There are, in fact, quite a few perplexing aspects to this plan: several of them can be found in your feature “Swimming against the tide?” (News analysis, November 8). Here are just some of them:


1: Councillor Van Coulter, board member for leisure services, asserts that there are three options: close Temple Cowley pool and not replace it, repair the existing pool and build the new one, or demolish Temple Cowley pool and build a replacement.
Mr Coulter forgot a fourth option, one that has the merit of combining economy with the wishes of many thousands of Oxford’s residents: repair the existing pool and not build a new one.

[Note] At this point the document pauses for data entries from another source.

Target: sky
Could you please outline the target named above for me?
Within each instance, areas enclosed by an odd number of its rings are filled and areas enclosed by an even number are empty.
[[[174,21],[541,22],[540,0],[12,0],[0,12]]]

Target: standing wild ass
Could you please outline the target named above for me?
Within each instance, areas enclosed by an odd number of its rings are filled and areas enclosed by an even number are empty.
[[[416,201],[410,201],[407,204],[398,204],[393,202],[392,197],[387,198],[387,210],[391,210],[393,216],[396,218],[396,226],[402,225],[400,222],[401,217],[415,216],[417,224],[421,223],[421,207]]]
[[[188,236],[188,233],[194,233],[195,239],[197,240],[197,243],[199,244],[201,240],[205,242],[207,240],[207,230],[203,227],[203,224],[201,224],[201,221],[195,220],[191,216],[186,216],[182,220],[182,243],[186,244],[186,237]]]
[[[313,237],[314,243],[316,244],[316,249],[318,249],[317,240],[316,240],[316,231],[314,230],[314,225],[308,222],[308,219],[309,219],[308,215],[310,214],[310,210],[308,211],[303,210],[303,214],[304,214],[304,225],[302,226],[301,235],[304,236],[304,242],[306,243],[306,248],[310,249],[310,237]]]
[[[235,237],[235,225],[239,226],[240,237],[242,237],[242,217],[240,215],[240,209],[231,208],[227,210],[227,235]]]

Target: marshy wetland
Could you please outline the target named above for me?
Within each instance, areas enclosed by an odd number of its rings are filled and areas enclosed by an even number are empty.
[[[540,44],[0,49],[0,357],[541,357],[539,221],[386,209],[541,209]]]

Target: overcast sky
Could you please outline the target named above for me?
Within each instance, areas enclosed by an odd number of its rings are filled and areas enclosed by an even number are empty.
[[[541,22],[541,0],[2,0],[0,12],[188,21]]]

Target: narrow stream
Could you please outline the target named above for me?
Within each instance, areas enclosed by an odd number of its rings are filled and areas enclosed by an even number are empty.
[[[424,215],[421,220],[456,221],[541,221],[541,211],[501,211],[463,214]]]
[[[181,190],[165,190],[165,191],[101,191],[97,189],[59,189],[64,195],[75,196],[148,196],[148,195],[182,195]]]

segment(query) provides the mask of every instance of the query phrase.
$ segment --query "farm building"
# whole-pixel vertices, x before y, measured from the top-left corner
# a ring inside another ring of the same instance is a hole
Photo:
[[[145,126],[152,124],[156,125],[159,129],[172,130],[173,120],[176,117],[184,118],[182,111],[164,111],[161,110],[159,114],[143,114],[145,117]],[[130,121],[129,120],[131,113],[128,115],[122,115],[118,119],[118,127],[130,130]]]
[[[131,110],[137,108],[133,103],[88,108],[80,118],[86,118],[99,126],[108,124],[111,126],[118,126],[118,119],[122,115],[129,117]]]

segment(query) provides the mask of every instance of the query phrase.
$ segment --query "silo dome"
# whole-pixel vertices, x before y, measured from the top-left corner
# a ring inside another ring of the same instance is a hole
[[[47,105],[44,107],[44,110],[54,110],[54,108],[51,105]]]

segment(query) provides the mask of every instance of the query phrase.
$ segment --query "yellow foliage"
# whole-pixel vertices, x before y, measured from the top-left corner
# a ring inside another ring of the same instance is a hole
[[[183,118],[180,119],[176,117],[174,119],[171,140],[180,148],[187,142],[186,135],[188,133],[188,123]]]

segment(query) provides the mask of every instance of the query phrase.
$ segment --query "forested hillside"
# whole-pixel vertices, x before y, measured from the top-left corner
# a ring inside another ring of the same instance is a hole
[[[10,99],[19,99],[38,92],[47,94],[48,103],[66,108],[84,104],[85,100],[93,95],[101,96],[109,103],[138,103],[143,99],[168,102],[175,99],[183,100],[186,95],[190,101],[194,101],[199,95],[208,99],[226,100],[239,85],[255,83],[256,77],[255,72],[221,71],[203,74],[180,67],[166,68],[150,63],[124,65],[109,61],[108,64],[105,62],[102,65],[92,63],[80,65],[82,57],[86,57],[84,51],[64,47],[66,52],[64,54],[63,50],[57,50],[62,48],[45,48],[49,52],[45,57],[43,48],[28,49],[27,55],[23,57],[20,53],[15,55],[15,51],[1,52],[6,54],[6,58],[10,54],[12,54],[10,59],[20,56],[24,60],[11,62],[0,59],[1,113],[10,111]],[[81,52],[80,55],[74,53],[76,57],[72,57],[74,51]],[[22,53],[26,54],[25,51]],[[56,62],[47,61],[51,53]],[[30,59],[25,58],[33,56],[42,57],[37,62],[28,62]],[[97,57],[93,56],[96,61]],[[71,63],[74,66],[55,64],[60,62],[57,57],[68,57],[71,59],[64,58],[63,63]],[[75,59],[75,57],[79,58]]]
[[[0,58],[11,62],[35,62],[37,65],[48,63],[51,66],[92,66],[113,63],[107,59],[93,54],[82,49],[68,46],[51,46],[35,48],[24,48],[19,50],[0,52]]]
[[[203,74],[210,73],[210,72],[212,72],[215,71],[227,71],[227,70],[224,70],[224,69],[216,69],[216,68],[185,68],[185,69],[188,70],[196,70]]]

2: Ian Brooke, head of leisure and parks, states that ‘we’ have facilities such as the ice rink etc which make ‘us’ money (who is ‘us’?), contrasting them with those that do not. The implication seems to be that the purpose of leisure facilities is a commercial one, namely to make money for the council. Naively, I had always assumed that their purpose is to provide leisure services to the local residents.


3: Mr Brooke also says: “Having to heat water in a diving pool we don’t use means the carbon footprint of the building is very high.”


Leaving aside the point that repairing this pool would be orders of magnitude cheaper than building a new one in Blackbird Leys, as the council wants, construction of the latter would generate far more carbon emissions than operating Temple Cowley pool for decades. The council always ignores this point in its presentations.